SB : C’est vrai qu’on ne peut pas ouvrir un magazine sans qu’il y ait un album que j’ai produit dedans. Je travaille beaucoup et si le public veut que mon boulot devienne une référence, c’est une grande fierté et j’en suis évidemment très heureux. La marque de qualité du LBLab est de respecter l’identité des groupes, et tu verras que si tu mets bout à bout par exemple le Inside Conflict, le S-Core, le Loudblast ou le BBA, les productions ne se ressemblent pas du tout. J’ai pas envie d’uniformiser les choses comme ça s’est fait au Morrisound à un moment. On ne peut pas comparer ce qui se passe aux Etats Unis et ce qu’il y a ici, mais pour y avoir séjourné quelque temps je sais qu’en terme de culture on est plus ouvert. Pour le son, je bosse à la fois en numérique et en analogique, mais j’enregistre tout en numérique avec de très bons convertisseurs et je travaille sur Logic Audio. Néanmoins il faut savoir que l’analogique revient beaucoup plus cher donc le numérique est plus accessible et offre une meilleure souplesse. J’essaie de garder la couleur de l’analogique en utilisant beaucoup de périphériques à lampes, c’est mieux pour le rock. 


A : Trouves-tu justifié qu’un groupe puisse aller vers quelque chose d’inhabituel voir choquant en terme de création, quitte à avoir un son inattendu ou décevant ?
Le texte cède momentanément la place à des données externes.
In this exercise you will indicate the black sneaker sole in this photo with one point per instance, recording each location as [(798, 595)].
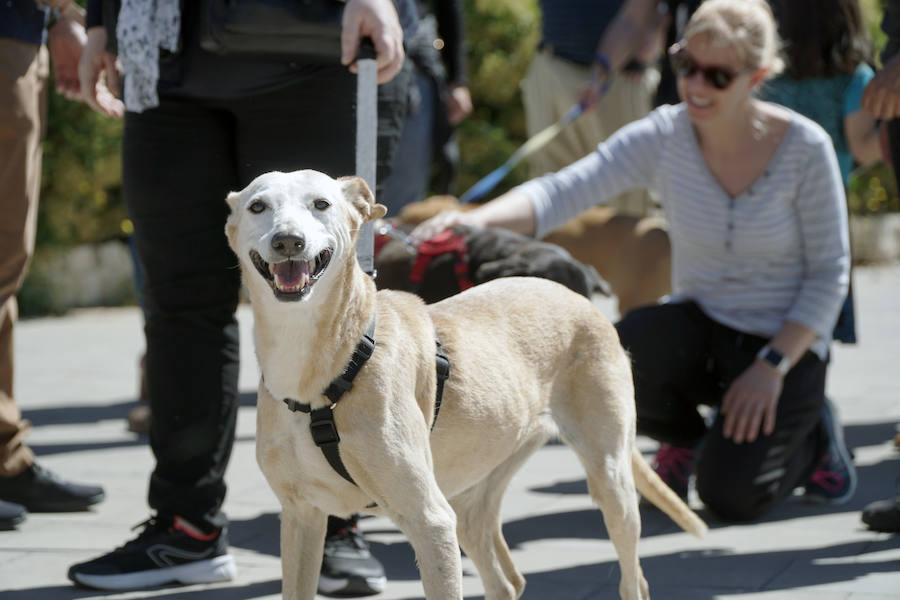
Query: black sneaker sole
[(11, 522), (214, 570), (68, 505), (351, 587)]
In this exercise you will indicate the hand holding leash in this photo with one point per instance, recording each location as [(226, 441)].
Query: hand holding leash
[(378, 20)]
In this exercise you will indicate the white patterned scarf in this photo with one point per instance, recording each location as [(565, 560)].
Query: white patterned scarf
[(144, 27)]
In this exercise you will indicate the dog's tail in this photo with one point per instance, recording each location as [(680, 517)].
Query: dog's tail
[(655, 490)]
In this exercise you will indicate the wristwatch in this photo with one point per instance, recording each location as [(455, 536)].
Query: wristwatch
[(775, 359)]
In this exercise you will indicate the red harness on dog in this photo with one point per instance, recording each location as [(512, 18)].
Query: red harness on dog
[(446, 241)]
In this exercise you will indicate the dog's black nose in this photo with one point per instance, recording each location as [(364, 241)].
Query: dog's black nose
[(288, 244)]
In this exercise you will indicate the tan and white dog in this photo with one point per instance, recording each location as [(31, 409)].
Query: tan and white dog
[(517, 378)]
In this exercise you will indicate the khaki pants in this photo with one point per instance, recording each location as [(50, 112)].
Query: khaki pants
[(23, 83), (552, 86)]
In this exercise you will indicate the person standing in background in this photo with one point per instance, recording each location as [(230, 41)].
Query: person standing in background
[(199, 125), (583, 44), (881, 99), (439, 100), (24, 40)]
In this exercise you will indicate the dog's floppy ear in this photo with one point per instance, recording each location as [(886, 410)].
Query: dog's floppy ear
[(360, 196), (231, 224)]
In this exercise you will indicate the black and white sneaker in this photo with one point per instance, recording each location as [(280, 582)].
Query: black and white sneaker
[(167, 551), (348, 567)]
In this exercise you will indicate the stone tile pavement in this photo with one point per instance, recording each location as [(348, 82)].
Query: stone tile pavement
[(77, 380)]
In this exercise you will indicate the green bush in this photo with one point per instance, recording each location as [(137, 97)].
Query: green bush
[(502, 36), (81, 200)]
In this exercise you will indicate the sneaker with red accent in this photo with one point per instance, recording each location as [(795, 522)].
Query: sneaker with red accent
[(676, 466), (168, 550), (348, 567), (834, 480)]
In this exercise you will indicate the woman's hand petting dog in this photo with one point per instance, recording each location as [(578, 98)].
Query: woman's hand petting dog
[(444, 220)]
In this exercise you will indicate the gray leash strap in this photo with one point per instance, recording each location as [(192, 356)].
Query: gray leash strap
[(366, 143)]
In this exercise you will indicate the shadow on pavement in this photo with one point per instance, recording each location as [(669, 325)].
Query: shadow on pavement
[(77, 414)]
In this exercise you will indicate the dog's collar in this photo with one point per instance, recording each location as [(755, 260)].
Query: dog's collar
[(321, 420), (344, 382)]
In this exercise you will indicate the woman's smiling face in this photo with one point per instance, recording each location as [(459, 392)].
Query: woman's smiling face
[(703, 63)]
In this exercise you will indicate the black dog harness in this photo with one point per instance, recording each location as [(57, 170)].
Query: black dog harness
[(321, 420)]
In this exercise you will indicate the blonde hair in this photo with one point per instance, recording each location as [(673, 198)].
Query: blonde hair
[(747, 26)]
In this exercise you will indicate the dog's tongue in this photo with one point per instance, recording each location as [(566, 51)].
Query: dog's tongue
[(291, 275)]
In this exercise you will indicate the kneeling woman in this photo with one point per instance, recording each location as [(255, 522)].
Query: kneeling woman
[(760, 263)]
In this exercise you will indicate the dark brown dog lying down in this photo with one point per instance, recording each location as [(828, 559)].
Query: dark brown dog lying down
[(466, 256), (630, 253)]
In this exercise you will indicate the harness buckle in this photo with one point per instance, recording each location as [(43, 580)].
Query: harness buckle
[(324, 431)]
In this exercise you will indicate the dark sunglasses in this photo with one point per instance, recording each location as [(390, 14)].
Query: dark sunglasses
[(684, 65)]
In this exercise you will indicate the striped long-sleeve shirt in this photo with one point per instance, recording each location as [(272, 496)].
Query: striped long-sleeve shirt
[(779, 251)]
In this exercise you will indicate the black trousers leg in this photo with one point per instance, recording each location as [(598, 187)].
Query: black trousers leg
[(180, 160), (178, 164), (682, 359)]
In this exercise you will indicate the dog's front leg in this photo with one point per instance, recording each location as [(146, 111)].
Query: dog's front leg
[(302, 537), (431, 529)]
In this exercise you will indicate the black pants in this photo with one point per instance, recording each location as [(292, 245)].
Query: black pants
[(180, 160), (681, 359)]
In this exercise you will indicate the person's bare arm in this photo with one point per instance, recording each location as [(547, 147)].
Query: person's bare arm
[(511, 211), (632, 31), (751, 402), (861, 131), (881, 98), (378, 20), (68, 9)]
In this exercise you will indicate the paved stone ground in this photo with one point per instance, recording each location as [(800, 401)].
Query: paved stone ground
[(77, 377)]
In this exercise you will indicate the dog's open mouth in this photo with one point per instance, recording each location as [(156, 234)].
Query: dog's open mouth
[(291, 279)]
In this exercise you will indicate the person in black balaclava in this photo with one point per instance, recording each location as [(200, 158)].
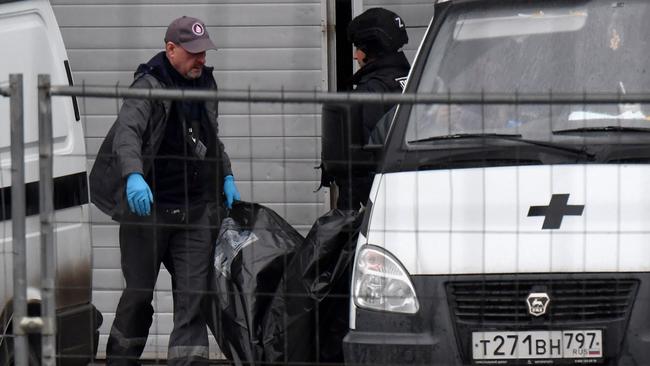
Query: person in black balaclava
[(378, 36)]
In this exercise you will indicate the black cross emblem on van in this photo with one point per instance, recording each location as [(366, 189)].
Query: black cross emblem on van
[(555, 211)]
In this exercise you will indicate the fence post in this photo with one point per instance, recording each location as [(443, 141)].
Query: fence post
[(48, 251), (21, 346)]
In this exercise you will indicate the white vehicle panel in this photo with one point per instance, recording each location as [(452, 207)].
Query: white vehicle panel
[(467, 221)]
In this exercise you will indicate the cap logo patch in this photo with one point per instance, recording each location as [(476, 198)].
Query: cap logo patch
[(197, 29)]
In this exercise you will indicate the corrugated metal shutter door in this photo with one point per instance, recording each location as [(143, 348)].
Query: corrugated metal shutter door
[(263, 44)]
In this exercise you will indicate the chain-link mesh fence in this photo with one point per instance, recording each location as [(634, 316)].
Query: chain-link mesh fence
[(445, 257)]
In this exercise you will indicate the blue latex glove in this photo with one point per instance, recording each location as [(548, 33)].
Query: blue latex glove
[(230, 190), (138, 195)]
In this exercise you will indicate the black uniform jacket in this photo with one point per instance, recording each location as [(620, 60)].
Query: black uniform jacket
[(384, 75), (138, 132)]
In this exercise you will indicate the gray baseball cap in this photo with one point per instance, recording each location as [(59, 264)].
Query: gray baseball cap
[(189, 33)]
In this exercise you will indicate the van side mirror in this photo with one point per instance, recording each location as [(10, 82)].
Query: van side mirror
[(343, 150)]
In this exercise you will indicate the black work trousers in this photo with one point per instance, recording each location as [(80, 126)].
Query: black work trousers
[(183, 245)]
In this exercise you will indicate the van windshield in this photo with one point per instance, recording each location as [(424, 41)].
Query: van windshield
[(550, 47)]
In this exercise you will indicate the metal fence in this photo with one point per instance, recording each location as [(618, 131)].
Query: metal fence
[(45, 323)]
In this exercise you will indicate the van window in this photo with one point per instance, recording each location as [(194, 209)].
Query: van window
[(547, 47)]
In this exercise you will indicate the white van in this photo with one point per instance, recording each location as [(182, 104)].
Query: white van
[(513, 234), (31, 44)]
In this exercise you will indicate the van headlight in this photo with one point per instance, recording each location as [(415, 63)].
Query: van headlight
[(381, 283)]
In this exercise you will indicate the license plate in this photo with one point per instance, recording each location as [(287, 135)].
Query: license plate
[(579, 344)]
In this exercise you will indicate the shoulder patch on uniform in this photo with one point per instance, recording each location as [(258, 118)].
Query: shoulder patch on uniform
[(402, 81)]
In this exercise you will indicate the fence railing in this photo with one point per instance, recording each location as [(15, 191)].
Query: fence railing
[(46, 324)]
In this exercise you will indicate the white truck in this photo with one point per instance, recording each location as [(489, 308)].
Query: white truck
[(31, 42), (513, 233)]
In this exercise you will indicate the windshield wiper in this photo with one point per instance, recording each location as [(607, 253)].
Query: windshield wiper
[(601, 129), (507, 137)]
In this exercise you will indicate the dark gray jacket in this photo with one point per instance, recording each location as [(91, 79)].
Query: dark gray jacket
[(137, 133)]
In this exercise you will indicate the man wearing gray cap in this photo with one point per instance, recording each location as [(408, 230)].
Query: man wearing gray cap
[(163, 174)]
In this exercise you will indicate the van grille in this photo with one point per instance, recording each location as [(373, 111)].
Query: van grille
[(571, 300)]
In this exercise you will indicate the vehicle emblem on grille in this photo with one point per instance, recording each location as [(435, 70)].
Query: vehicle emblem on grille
[(537, 303)]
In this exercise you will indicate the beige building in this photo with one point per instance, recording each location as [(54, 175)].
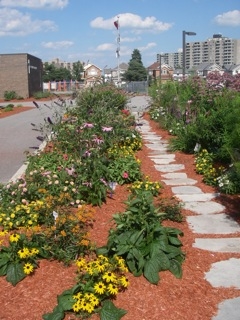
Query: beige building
[(218, 49), (21, 73)]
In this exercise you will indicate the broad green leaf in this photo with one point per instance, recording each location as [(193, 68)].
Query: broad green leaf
[(151, 271), (15, 273), (66, 300), (3, 259), (110, 312), (175, 268), (3, 270), (175, 241), (163, 261), (121, 249), (57, 314)]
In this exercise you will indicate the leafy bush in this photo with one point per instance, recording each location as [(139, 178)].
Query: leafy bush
[(146, 246), (10, 95)]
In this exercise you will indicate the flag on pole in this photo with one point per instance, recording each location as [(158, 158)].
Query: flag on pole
[(116, 24)]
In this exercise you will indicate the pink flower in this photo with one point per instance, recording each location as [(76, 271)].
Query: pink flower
[(125, 175), (70, 171), (98, 141), (107, 129), (46, 173), (88, 125)]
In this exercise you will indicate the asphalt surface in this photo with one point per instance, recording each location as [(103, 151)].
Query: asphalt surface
[(18, 135)]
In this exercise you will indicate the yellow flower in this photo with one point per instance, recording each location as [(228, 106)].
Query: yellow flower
[(112, 289), (81, 262), (23, 253), (109, 277), (14, 237), (100, 287), (33, 251), (76, 307), (28, 268), (124, 281)]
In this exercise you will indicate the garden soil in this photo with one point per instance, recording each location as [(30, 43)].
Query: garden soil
[(189, 298)]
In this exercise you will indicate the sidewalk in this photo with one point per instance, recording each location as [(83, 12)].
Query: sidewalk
[(209, 218)]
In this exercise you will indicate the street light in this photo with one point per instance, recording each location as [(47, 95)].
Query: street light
[(189, 33), (160, 67)]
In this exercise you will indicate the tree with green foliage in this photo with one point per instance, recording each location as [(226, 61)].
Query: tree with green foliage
[(77, 71), (136, 71), (53, 73)]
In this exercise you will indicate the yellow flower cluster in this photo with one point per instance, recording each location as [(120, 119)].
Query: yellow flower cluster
[(108, 277), (146, 185), (25, 214)]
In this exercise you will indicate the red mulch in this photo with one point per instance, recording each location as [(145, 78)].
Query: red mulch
[(189, 298)]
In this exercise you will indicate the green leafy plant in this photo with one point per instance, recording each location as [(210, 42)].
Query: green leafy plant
[(19, 258), (145, 185), (10, 95), (143, 242), (98, 280)]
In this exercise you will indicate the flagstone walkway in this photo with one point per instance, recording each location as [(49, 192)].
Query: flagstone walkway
[(209, 217)]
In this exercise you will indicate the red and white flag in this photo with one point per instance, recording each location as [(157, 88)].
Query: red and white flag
[(116, 24)]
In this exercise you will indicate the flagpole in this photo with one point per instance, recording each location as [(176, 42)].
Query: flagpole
[(116, 23)]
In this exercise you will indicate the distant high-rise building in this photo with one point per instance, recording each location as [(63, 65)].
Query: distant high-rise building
[(218, 49)]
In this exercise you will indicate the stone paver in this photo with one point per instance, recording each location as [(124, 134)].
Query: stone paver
[(228, 310), (213, 224), (186, 190), (169, 167), (218, 244), (207, 207), (180, 182), (218, 277)]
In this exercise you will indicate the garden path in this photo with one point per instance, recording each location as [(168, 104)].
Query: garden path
[(209, 218)]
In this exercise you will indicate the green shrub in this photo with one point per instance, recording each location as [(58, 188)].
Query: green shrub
[(10, 95), (41, 94)]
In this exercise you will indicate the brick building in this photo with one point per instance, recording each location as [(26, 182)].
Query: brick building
[(21, 73)]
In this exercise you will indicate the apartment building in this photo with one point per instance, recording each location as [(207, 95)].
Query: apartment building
[(21, 73), (218, 49)]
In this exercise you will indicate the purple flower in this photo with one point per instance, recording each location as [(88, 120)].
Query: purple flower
[(87, 153), (98, 141), (70, 171), (88, 125), (107, 129), (46, 173)]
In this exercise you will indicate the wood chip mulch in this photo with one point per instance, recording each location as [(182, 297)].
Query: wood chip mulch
[(189, 298)]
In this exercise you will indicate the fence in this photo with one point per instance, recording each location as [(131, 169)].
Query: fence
[(62, 85), (136, 86)]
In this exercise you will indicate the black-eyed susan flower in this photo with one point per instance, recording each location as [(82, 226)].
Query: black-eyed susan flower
[(28, 268), (109, 277), (112, 289), (124, 281), (23, 253), (100, 287), (14, 237)]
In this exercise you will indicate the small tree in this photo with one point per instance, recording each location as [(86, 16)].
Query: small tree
[(77, 71), (52, 73), (136, 71)]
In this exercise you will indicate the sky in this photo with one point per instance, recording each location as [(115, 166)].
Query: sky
[(84, 30)]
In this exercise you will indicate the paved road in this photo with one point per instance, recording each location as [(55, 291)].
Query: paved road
[(18, 136)]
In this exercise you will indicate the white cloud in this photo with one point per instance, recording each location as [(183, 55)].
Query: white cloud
[(57, 44), (132, 21), (52, 4), (106, 47), (148, 46), (15, 23), (230, 18), (128, 39)]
SB : Justifié je ne sais pas… On est tous fans de Metallica d’une façon ou d’une autre, j’ai commencé à m’intéresser au speed métal quand j’ai chopé Kill’em All en import US alors qu’il n’était pas encore sorti en Europe. J’ai pris la grosse claque de ma vie avec ça et Slayer, c’est là que je me suis dit c’est cette musique là que j’aime et c’est ça que je veux faire. J’ai écouté le dernier album de Metallica et j’ai pris le parti de ne pas le classer car je vois pas qui je suis pour juger Metallica. James Hetfield reste un grand Monsieur et un grand chanteur, mais ce n’est pas cet album de Metallica que je retiendrai. Je n’approuve pas le choix de son, je trouve que ça dessert plutôt le groupe, et je ne comprends d'ailleurs pas qu’un mec comme Bob Rock ait pu faire ça après le black album. Mais c’est sûr qu’on est pas à leur place. Au final, je préfère regarder le DVD…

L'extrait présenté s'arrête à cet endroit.